9. “Remember, a Cesarean section is major surgery.”

They will stick a needle in you and cut your open quicker than entering a LINE promotion. 
Assume C Section first, you may have to beg to have a Natural Birth and check whether your doctor is recommended for Natural Birth. Doula Rassee says "For natural birth we recommend Samitivej (Dr. Yaowaluk and Dr. Kanoknat), Bumrungrad (Dr. Nopadol and Dr. Somsri), and BNH (Dr. Sornpin and Dr.
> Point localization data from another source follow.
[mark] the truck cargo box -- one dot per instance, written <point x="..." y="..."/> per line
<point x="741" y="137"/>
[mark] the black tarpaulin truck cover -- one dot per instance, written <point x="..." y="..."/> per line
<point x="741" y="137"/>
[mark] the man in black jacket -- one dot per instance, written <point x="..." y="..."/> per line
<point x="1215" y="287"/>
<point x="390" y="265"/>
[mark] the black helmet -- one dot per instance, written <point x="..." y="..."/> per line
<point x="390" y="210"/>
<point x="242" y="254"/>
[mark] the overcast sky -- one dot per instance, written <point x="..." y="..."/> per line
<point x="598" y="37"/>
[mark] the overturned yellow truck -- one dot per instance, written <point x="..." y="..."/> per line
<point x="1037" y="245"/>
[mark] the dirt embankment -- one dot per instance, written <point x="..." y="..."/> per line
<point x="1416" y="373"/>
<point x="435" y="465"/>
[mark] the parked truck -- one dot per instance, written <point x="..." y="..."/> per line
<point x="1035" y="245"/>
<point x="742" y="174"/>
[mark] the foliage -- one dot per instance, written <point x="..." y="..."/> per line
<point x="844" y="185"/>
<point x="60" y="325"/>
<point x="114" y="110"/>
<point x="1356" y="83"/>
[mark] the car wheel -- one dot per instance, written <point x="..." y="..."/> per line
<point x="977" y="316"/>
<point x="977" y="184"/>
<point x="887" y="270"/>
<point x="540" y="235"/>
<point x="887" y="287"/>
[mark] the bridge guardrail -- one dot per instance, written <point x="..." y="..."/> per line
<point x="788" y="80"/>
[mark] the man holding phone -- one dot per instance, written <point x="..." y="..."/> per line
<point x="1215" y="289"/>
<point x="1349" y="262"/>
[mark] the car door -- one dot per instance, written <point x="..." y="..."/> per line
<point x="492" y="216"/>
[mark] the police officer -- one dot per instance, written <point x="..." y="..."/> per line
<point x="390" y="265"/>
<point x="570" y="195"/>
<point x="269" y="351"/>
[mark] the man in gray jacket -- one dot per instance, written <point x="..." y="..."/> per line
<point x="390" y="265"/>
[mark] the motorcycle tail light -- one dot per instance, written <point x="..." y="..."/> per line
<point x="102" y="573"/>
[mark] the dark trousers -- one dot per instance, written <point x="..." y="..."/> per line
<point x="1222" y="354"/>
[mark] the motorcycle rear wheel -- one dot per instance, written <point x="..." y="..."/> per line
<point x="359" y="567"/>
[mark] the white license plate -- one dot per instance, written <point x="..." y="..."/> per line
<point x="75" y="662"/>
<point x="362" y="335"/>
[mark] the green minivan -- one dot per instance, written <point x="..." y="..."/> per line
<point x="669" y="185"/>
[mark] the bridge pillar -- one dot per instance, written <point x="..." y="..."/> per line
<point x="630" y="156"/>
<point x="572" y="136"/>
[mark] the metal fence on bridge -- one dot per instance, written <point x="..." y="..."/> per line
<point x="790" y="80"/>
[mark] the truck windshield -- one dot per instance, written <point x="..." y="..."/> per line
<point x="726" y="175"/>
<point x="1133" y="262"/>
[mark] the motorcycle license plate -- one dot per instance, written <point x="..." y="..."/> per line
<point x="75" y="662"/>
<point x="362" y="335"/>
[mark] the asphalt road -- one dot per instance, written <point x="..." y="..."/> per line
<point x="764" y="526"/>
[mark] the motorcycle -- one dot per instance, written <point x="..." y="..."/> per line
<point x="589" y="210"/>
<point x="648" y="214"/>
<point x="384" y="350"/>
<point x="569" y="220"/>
Chuenkamon). (BNH doctors from mama experiences, not my own.)" 

10. “Know the signs of preterm labor.”

Not discussed (yet?)

11. “During labor and delivery, there will be mucus, leakage of fluid, and blood—but it’s usually normal.”

Not discussed (yet?) but see my note on C Sections above, I'm guessing there is a lot less mucus and leakage (but more blood).
12. “If a tear of your vaginal area occurs during delivery, ask your Ob/Gyn exactly where the tear(s) occurred.”
Not discussed (yet?) but I do not expect to have an open dialogue with my doc about this. 
I am quite certain she will do the necessary without even telling me, again, judgement and informed consent are very blurry here (although can be wholly reliant on my husbands interest in this matter so maybe he'll take care of the informed consent for me).
13. “After delivery, your uterus will continue to contract.”
I'll take your word for it
14. “Pregnancy isn’t over after delivering your baby.”
I'll take your word for it
15. “Wait at least 18 to 24 months before your next pregnancy.”
That's a bit presumptuous, let me get past the first one before I decide on whether to have a football team!